Overstressed Americans are increasingly turning to various forms of Eastern meditation, particularly yoga, in search of relaxation and spirituality. Underlying these meditative practices, however, is a worldview in conflict with biblical spirituality—though many Christians are (unwisely) practicing yoga.
Many Eastern religions teach that the source of salvation is found within, and that the fundamental human problem is not sin against a holy God but ignorance of our true condition. These worldviews advocate meditation and “higher forms of consciousness” as a way to discover a secret inner divinity.
Yoga, deeply rooted in Hinduism, essentially means to be “yoked” with the divine. Yogic postures, breathing, and chanting were originally designed not to bring better physical health and well-being (Western marketing to the contrary), but a sense of oneness with Brahman—the Hindu word for the absolute being that pervades all things. This is pantheism (all is divine), not Christianity.

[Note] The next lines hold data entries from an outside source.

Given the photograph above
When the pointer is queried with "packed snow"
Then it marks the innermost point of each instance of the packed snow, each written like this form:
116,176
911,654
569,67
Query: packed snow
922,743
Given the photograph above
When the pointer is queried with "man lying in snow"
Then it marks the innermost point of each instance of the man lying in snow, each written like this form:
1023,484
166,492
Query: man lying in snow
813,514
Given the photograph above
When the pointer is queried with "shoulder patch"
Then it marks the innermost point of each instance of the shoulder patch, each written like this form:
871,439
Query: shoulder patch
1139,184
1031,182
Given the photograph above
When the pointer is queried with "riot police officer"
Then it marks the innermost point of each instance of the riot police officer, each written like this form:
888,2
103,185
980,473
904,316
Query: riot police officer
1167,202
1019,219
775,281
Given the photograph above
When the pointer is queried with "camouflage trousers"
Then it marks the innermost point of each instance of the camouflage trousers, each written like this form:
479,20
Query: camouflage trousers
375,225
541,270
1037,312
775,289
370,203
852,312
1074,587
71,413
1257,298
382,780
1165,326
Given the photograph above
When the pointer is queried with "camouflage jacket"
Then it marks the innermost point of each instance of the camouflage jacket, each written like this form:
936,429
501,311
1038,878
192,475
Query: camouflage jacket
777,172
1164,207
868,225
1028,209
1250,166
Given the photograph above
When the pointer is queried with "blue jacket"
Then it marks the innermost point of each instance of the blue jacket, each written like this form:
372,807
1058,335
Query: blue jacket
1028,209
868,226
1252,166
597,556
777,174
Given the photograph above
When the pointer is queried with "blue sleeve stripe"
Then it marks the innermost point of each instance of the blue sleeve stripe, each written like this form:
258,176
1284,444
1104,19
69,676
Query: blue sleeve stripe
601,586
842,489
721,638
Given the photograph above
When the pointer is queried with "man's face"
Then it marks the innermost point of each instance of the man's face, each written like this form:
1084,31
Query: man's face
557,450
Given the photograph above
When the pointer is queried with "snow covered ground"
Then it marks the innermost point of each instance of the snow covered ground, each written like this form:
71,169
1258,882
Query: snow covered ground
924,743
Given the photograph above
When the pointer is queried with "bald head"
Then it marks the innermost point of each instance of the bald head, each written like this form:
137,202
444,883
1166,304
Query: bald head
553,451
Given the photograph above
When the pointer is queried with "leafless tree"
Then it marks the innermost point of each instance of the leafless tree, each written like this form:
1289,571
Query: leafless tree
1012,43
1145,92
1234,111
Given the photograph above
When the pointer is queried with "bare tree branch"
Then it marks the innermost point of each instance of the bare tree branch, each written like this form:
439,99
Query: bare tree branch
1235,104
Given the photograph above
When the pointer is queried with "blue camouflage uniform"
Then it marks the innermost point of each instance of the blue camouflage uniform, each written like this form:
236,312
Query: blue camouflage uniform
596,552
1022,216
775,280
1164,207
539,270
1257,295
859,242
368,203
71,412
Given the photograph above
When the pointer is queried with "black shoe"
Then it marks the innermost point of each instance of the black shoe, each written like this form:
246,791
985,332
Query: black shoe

Transcendental Meditation is a veiled form of Hindu yoga, though it claims to be a religiously neutral method of relaxation and rejuvenation. Initiates to TM receive a mantra (Hindu holy word) to repeat while sitting in yogic postures and engaging in yogic breathing. The goal is to find God within their own beings, since God (Brahman) and the self (Atman) are really one.
Differences in various forms of Eastern meditation aside, they all aim at a supposedly “higher” or “altered” state of consciousness. Meditation guides claim that normal consciousness obscures sacred realities. Therefore, meditation is practiced in order to suspend rational patterns of thought.
This helps explain why so many Eastern mystics claim that divine realities are utterly beyond words, thought, and personality. In order to find “enlightenment,” one must extinguish one’s critical capacities—something the Bible never calls us to do (Rom. 12:1-2). In fact, suspending our critical capacities through meditation opens the soul to deception and even to spiritual bondage.